Microsoft Updates AI Agent Failure Taxonomy Amidst Rapid Open-Source Adoption

Microsoft's AI Red Team has released version 2.0 of its Taxonomy of Failure Modes in Agentic AI Systems, a significant update reflecting the rapidly evolving threat landscape surrounding artificial intelligence agents. The initial taxonomy, published in April 2025, aimed to provide a common vocabulary for novel security challenges posed by AI systems. However, the past twelve months have seen an explosion in the adoption of open-source agentic frameworks and the deployment of AI agents in production environments, necessitating a revision to capture emerging attack vectors and vulnerabilities.

The driving forces behind this update include the mainstream adoption of open-source agentic frameworks, the maturation and increased vulnerability surface of the Model Context Protocol (MCP) ecosystem, the transition of computer-use agents from research to production, and extensive empirical data gathered from twelve months of red team engagements.
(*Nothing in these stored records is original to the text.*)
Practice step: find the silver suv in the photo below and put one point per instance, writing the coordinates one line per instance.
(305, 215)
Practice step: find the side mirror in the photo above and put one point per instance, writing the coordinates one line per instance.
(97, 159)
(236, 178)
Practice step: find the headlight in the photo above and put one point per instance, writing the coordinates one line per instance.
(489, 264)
The rapid proliferation of frameworks like OpenClaw, which garnered hundreds of thousands of stars on GitHub shortly after its release, highlighted the urgent need for robust security practices. An audit of OpenClaw revealed numerous vulnerabilities, including a critical remote code execution flaw (CVE-2026-25253) and the widespread exposure of API keys and credentials.

Version 2.0 introduces seven new failure mode categories to address these evolving threats. These include 'Agentic Supply Chain Compromise,' where malicious natural-language instructions injected through third-party integrations alter agent behavior without touching code; 'Goal Hijacking,' where adversarial instructions subtly redirect an agent's objective without full compromise; and 'Inter-Agent Trust Escalation,' a form of privilege escalation in multi-agent systems mirroring traditional confused deputy problems but mediated by natural language.
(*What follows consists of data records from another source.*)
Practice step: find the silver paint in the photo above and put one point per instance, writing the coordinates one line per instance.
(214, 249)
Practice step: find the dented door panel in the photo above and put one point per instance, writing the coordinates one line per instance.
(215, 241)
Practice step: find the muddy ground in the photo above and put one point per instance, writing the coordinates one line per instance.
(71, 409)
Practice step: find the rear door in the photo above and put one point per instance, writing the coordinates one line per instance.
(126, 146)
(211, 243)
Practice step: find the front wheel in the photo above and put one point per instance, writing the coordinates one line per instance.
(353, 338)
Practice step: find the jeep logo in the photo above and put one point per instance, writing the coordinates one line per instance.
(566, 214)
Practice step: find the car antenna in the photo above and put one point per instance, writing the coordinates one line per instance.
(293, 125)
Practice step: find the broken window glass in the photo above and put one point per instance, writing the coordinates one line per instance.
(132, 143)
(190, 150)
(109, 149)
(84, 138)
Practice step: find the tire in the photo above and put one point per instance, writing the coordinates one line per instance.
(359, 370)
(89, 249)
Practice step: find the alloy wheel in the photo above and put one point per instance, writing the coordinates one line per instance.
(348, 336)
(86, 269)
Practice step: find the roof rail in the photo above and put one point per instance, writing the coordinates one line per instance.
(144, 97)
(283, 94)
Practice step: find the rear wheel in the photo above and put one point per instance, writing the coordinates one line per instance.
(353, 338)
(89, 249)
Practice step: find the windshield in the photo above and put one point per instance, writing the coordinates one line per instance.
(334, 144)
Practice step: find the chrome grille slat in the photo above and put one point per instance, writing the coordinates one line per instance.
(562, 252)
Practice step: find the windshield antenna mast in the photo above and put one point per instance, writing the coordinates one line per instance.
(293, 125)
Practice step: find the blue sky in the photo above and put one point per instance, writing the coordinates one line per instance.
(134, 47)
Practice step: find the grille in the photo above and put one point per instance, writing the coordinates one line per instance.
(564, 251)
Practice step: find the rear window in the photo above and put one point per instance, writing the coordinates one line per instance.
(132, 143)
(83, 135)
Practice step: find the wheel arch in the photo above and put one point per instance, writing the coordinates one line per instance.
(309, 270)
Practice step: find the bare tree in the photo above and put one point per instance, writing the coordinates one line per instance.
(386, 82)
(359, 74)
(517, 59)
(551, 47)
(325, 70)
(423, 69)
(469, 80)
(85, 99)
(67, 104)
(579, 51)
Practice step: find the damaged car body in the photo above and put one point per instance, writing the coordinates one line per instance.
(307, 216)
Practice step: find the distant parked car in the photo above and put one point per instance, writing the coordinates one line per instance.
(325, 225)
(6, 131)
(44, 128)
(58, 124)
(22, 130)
Further new categories address specific operational realities. 'Computer Use Agent (CUA) Visual Attack' details how agents interacting with graphical interfaces can be manipulated through visually innocuous content containing adversarial instructions. 'Session Context Contamination' describes how adversaries can bias an agent's reasoning over extended interactions by injecting malicious data early in a session. 'MCP / Plugin Abuse' specifically targets vulnerabilities within the standardized protocols for connecting AI models to external tools, such as tool description poisoning and server-side instruction injection.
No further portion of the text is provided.